Para kandidat dalam ajang tersebut, memberikan pilihan-pilihan secara terbuka untuk memilih calon pemimpin mereka.
Sehingga, ketika pemimpin yang mereka pilih tersebut mendapat amanah, para konstituen berhak menagih janji-janji Politik yang diusung dimasa kampanye. Demikianlah diawal lahirnya konsep "Social Contact", pemilih memberi amanah kepada calon pemimpin mereka yang diharapkan mengerjakan amanah yang mereka harapkan.

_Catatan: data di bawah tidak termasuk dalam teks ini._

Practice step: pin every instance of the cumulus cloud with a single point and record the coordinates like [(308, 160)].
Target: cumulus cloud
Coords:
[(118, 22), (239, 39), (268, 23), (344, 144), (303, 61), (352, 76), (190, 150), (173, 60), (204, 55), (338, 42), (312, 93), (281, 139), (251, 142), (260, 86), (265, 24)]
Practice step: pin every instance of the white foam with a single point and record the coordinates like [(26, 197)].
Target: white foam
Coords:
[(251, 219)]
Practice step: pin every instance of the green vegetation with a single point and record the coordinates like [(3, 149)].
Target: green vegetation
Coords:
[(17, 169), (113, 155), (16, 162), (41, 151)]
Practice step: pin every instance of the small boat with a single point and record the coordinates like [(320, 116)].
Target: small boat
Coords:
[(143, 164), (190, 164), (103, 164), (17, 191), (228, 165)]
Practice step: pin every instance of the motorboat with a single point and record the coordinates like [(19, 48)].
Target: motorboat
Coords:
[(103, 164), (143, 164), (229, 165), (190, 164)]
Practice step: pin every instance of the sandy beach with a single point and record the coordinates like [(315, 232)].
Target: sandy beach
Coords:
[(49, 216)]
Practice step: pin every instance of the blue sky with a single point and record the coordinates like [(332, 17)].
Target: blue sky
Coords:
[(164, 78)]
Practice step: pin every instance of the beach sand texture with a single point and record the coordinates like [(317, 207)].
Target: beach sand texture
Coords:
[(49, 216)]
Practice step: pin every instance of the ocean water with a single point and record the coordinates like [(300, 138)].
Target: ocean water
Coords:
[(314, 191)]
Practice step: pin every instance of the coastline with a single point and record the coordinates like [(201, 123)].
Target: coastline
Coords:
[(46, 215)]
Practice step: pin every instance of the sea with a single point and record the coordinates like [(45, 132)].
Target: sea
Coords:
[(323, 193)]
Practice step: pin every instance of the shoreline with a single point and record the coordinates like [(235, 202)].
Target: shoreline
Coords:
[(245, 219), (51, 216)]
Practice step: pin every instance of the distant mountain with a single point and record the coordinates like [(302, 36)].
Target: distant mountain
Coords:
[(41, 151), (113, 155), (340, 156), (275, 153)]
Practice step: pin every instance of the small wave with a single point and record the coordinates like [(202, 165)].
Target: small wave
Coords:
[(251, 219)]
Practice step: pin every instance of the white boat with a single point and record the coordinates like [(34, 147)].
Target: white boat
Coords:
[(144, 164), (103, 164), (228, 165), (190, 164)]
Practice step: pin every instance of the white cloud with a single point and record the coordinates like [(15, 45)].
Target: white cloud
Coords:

Konstituen bukan malah bungkam, karena sebelumnya para kandidat sudah membeli suara mereka dengan sejumlah uang. Karena hal yang wajar, ketika para kandidat mengeluarkan banyak rupiah untuk untuk 'membeli' suara pemilih. Maka, dimasa pemerintahannya, mereka berupaya memulangkan sejumlah uang tersebut.Â
Untuk itu, kita tidak memilih berdasar sejumlah uang murahan tersebut. Ketika kandidat yang memberikan uang tersebut menang, mereka hanya akan mengupayakan pengembalian uang melalui ijin-ijin usaha yang menguntungkannya, pengeluaran ijin proyek-proyek yang tidak peduli itu untuk kepentingan rakyat atau merusak lingkungan dan kebijakan lainnya untuk kepentingannya.
Demikianlah, panggilan ke jalan politik memang memiliki daya tarik tersendiri. Serentetan figure yang disandera atas bermacam kasus penyalahgunaan kekuasaannya, hingga berakhir di dalam jeruji besi pun seakan tidak menghambat gelombang baru menggantikan.
Untuk itulah cerdas dan semakin matang dalam mengemban kewargaan, mengawas berjalan nya pemerintahan dan semakin matang dalam politik itu sendiri, menjadi hal yang dimutlakkan untuk kemakmuran.
Semoga kita tidak terjebak dan terkeco, sehingga memilih ilalang diantara gandum itu. Tapi, sebaliknya dengan cerdas dapat memilih gandum itu meskipun diantara ilalang-ilalang dan semakin matang didalam berpolitik dengan akal sehat dan hati nurani.